Four thousand men of Peloponnese.”

The next lines quoted by Herodotus refer to the Lacedæmonians alone:⁠—

“Stranger, unto the Lacedæmonians tell

That here we lie obedient to their laws.”

The epitaph of the seer Megistios followed, written by his friend the poet Simonides.

It is remarkable that in the lines recorded by Herodotus there is no mention of the Thespians or other allies who came not from Peloponnese. It seems, however, from what Strabo says, Strabo, 425. that five memorial pillars were erected on the spot, one of which recorded the memory of the Locrians who perished; Anthol. Pal. Append. 94. and an epigram of the Megarian Philiades on the fallen Thespians is also extant, which was very possibly that engraved on one of the stelæ on the mound.

To contemporary Greeks, and to Greeks of after time, Thermopylæ seemed, if not the most important, the most impressive page in the history of the race. It was regarded as an act of pure self-sacrifice, whose splendour was such as to place it outside the range of any logical discussion as to its practical strategic value. The sole motive which was attributed to the gallant band who fought the last fight was a stern, unyielding sense of duty, such as might serve as a pattern to all after-time. There can be no doubt that this popular view had an enormous moral effect. It gave the Greek a higher ideal of his national character at his best; and in the history of any nation any sacrifice which can have that effect is but a small price to pay, even if the purely practical result of the sacrifice be small.

Before attempting any estimate of the real nature of the sacrifice, it will be well to realize how it happened that the Greek world generally came to adopt what was, in certain important respects, a mistaken view of it. Herodotus’ narrative shows clearly the cause of this phenomenon. The circumstances of the disaster were such that the Spartan authorities were left in a position to impress their own explanation on the facts that came to light. Herodotus gives what was, no doubt, the authorized version. Its origin is plain. It is from beginning to end drawn from Lacedæmonian sources. The Spartan is not merely the protagonist in the tragedy; he is practically the only actor who appears on the stage in the final act, except the unfortunate Theban, the villain of the piece. The whole story was calculated to elevate the idea which the Greek world held of the Spartan character. In one sense it had its effect. It is impossible to doubt that from that day forward the Spartans were credited with an heroic courage which knew no yielding. How strong, how thorough, how lasting was this conviction in the Greek mind is shown by the tremendous impression produced more than fifty years later by the surrender of the Spartans on Sphakteria, the desperate nature of the position in which they found themselves failing to save the shock to their national reputation. But is it not strange that the Thespians did not share the reputation? In certain respects the part which they played at Thermopylæ had been even more glorious than that of Leonidas and his men. THE LAST HOURS AT THERMOPYLÆ. The seven hundred citizens by whom they were represented constituted to them an infinitely greater stake in the perilous game than the three hundred Spartans and their attendant Helots did to Sparta.

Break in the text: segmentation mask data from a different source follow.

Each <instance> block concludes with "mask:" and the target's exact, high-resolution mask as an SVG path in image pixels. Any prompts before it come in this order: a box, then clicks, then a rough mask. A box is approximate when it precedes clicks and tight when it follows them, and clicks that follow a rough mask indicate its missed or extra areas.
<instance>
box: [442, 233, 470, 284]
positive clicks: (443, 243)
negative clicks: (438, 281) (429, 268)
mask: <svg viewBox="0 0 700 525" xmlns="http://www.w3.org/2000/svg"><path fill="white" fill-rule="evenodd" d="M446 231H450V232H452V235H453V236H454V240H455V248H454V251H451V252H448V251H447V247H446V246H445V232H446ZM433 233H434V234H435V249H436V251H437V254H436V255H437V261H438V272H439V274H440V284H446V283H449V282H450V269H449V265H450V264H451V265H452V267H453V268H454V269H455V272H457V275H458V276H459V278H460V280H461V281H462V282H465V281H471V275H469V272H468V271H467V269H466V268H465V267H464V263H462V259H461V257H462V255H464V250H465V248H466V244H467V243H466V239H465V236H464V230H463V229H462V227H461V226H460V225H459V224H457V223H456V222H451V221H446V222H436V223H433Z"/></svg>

But in one important respect the official Spartan version failed conspicuously to have the effect which it was doubtless intended to convey. The Greek did not at this or any other time allow his admiration of the national character of the Spartan to warp his judgment with regard to the Spartan government. He was perfectly well aware that the personal bravery of the Spartans in the field stood in strong contrast to the pusillanimity of the policy of their rulers. If he had any illusions on the subject at the beginning of the war, the events of the war itself were strikingly calculated to disillusion him. There can be no possible question as to the personal bravery of the Spartans in every action, whether on land or sea, in so far as pure fighting qualities are concerned; there can be no question as to the greatness of the Spartan contribution to the final result; but Sparta got little credit for the result in after-time.

It is impossible to close this chapter without making some attempt to form an estimate of the mental attitude with which Leonidas faced the situation in which he found himself involved on the morning of the final struggle in the pass. It is necessary, in examining the popular story, to remember that Leonidas’ conduct is not represented as a sacrifice to the stern duty imposed by Spartan discipline, but to one of the alternatives put forward on the authority of an oracular response. There was possibly a tinge of fatalism about the character of the man which lent a colouring to the tale of his death current at the time. He died, so it was said, to save his country, not from actual, but from predicted disaster. If this was the case, it is quite comprehensible that his Spartan bodyguard should be involved in the fate of their master. To them Spartan law and custom made the consequences of desertion worse than death. But, leaving the Theban contingent out of the question, what, under the circumstances, could possibly have induced the Thespians to involve themselves in the fate of one who was sacrificing himself to a prediction which did not concern them? What possible feeling, sentimental or practical, could have prompted them to share the fate of a self-doomed man? That was the weak spot in the Spartan version of Thermopylæ. No attempt was made to explain it. The hypothesis which lay at the root of the story made it inexplicable. Nor does it seem to have struck those who invented this story, that under the theory put forward by them, Leonidas, without any motive whatsoever, deliberately allowed 700 devoted men of a little Bœotian city to share a doom which was his and his alone.